Dans La Revue des deux-mondes, Didier Leschi s’interroge : la crise sanitaire a-t-elle atténué la poussée migratoire ? Si la réponse semble positive, la question se pose pour l’avenir : fin définitive ou retour au monde d’avant ?
faut-il s’attendre à un retour à la situation d’avant le Covid, une sorte de retour à la « normale », ou bien prévoir une accentuation de la pression migratoire sur l’Union européenne et en particulier sur la France ? Selon la formule consacrée, le monde d’après sera-t-il différent du monde d’avant ? Peut-on s’attendre à une diminution de longue durée des mouvements d’immigration ? Ou bien doit-on s’attendre à une reprise des flux ? Notre sentiment est qu’il faut plutôt envisager la seconde hypothèse tant les facteurs plaidant en ce sens nous apparaissent comme porteurs de cette perspective. Le premier tient à des données de longue durée. La pandémie a d’ores et déjà aggravé la situation économique et sociale dans de nombreux pays de départ vers l’Europe. Et parmi eux beaucoup de ceux qui ont des liens historiques, communautaires, linguistiques avec la France. C’est le cas de pays du tourisme ou d’installation d’une partie de nos retraités, comme le Maroc ou la Tunisie.
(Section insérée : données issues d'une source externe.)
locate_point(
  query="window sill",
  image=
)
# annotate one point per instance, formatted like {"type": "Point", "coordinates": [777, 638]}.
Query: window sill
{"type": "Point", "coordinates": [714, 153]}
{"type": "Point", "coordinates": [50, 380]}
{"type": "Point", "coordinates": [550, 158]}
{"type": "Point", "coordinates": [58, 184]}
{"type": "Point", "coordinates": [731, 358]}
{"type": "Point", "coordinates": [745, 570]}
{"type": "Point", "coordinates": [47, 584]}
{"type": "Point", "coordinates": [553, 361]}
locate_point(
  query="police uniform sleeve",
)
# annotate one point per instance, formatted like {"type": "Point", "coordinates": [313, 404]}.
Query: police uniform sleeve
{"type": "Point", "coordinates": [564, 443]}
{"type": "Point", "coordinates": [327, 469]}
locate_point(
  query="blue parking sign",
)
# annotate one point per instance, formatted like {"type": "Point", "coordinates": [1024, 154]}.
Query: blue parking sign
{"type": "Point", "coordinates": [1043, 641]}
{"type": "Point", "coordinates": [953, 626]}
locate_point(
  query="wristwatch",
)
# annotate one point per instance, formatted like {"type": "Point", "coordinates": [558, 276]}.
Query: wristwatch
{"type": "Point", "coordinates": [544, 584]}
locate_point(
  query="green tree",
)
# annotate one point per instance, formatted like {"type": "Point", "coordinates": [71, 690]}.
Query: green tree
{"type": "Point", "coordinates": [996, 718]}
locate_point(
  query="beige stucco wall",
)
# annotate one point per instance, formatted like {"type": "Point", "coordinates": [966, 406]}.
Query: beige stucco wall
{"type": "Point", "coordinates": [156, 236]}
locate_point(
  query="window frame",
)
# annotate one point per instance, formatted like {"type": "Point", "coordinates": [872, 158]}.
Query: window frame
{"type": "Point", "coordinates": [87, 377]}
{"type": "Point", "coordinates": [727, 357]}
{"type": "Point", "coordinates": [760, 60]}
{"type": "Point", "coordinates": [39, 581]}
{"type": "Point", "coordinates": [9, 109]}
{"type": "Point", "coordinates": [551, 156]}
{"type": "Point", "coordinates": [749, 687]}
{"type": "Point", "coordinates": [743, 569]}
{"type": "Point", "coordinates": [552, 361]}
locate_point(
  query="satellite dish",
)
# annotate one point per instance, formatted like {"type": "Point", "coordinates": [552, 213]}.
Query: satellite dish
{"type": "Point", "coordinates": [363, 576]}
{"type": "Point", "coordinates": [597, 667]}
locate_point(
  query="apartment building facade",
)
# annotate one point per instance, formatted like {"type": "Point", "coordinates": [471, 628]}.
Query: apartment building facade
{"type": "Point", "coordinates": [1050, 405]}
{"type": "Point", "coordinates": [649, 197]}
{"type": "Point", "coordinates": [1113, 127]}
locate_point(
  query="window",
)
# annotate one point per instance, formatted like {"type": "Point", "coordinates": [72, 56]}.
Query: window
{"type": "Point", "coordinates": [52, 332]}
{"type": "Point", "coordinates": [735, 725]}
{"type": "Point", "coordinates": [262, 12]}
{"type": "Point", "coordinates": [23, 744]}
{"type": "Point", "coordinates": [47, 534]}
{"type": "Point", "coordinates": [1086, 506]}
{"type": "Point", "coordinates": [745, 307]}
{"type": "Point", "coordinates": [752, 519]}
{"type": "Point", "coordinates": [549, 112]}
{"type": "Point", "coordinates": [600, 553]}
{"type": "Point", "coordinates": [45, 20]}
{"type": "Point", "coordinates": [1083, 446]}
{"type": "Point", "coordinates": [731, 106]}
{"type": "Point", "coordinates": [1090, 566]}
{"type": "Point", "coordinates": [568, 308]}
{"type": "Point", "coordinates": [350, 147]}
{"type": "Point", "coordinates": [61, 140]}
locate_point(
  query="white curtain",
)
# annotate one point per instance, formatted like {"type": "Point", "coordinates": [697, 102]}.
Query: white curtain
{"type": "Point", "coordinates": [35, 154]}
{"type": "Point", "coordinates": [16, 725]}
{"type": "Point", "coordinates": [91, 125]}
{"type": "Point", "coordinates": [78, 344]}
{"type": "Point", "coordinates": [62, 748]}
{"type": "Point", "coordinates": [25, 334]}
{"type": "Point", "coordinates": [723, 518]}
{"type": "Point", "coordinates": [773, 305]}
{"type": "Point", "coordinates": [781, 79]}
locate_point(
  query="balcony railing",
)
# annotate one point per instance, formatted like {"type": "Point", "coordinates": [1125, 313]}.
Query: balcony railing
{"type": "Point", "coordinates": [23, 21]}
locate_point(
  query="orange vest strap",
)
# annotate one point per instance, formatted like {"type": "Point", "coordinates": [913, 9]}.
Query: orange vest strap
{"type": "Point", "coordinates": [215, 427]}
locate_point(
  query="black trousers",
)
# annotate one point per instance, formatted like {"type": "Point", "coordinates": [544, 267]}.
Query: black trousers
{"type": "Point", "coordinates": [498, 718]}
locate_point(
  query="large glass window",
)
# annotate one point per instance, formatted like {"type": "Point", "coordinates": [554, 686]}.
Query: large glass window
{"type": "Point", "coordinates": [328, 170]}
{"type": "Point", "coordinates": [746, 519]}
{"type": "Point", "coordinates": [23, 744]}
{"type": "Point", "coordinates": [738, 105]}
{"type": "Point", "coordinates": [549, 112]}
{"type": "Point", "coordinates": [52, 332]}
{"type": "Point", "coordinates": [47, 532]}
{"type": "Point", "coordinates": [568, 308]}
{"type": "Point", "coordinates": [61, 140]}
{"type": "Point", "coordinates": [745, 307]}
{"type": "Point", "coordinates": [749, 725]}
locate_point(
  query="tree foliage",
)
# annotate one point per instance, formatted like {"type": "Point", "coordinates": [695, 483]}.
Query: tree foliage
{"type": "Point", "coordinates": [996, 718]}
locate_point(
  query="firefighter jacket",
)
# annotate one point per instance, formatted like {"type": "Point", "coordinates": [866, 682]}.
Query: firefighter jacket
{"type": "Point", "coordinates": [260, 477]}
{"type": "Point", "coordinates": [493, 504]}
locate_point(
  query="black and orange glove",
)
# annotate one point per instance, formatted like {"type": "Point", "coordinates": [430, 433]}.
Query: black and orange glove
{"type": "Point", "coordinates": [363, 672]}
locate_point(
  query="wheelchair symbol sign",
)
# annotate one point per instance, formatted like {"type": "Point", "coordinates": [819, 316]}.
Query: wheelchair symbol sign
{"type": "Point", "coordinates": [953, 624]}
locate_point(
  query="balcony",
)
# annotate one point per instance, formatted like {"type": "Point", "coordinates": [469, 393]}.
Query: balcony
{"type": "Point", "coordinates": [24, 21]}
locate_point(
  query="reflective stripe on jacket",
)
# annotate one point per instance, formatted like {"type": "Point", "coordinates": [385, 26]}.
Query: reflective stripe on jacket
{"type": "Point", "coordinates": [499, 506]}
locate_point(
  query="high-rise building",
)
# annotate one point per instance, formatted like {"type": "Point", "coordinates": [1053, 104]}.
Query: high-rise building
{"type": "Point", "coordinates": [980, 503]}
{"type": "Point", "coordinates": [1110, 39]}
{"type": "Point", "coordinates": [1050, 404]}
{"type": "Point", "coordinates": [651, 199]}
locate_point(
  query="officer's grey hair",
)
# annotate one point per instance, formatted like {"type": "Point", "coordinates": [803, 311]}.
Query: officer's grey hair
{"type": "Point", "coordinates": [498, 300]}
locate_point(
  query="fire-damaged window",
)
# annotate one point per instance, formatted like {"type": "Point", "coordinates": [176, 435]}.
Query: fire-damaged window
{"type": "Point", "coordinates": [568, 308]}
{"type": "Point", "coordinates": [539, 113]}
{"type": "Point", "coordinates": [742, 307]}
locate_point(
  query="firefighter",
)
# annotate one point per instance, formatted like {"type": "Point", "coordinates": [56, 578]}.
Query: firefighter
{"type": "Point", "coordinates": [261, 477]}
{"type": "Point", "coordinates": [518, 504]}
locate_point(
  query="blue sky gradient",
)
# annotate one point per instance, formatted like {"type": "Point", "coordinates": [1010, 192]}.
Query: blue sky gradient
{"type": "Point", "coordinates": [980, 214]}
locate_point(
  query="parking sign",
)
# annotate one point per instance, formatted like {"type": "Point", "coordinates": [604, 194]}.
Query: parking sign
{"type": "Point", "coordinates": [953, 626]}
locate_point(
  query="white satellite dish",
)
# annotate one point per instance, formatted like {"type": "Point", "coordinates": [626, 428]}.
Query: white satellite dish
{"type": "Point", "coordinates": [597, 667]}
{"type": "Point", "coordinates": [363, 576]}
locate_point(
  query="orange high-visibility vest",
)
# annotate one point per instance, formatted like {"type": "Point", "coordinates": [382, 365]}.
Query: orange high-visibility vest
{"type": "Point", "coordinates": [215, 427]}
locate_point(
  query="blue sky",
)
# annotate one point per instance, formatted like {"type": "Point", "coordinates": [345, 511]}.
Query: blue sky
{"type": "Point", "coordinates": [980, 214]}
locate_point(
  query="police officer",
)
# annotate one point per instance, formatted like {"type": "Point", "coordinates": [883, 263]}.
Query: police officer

C’est le cas de l’Algérie, qui est à l’origine du premier groupe d’immigrés en France.
C’est le cas des pays d’Afrique, dont beaucoup de ressortissants parlent français. Quelque 70 000 Africains sont ainsi arrivés clandestinement dans les ports européens de la Méditerranée et des Canaries en 2020. C’est le cas aussi de pays – Albanie, Géorgie, Ukraine (1) – qui ces dernières années ont été grands pourvoyeurs de demandeurs d’asile en France, moins fermée que l’Allemagne ou les pays d’Europe du Nord. (…) En Tunisie, le tourisme représentait jusqu’à 14 % du PIB et faisait vivre plus d’un actif sur dix. C’est une économie effondrée que fuient médecins et ingénieurs, ainsi que les perdants d’un système où la corruption domine (2). Il n’est donc pas surprenant que des Tunisiens soient les premiers utilisateurs de la route de la Méditerranée centrale (3). Ils représentaient en 2020 plus de 40 % de ceux qui débarquaient en Italie. Cette tendance se maintient depuis le début de l’année. Ces Tunisiens ne souhaitent majoritairement pas demeurer en Italie et préfèrent rejoindre la France, qui accueille la plus forte communauté tunisienne à l’étranger, près de 400 000 personnes, soit plus de la moitié des expatriés (770 000 environ), loin devant l’Italie (110 000).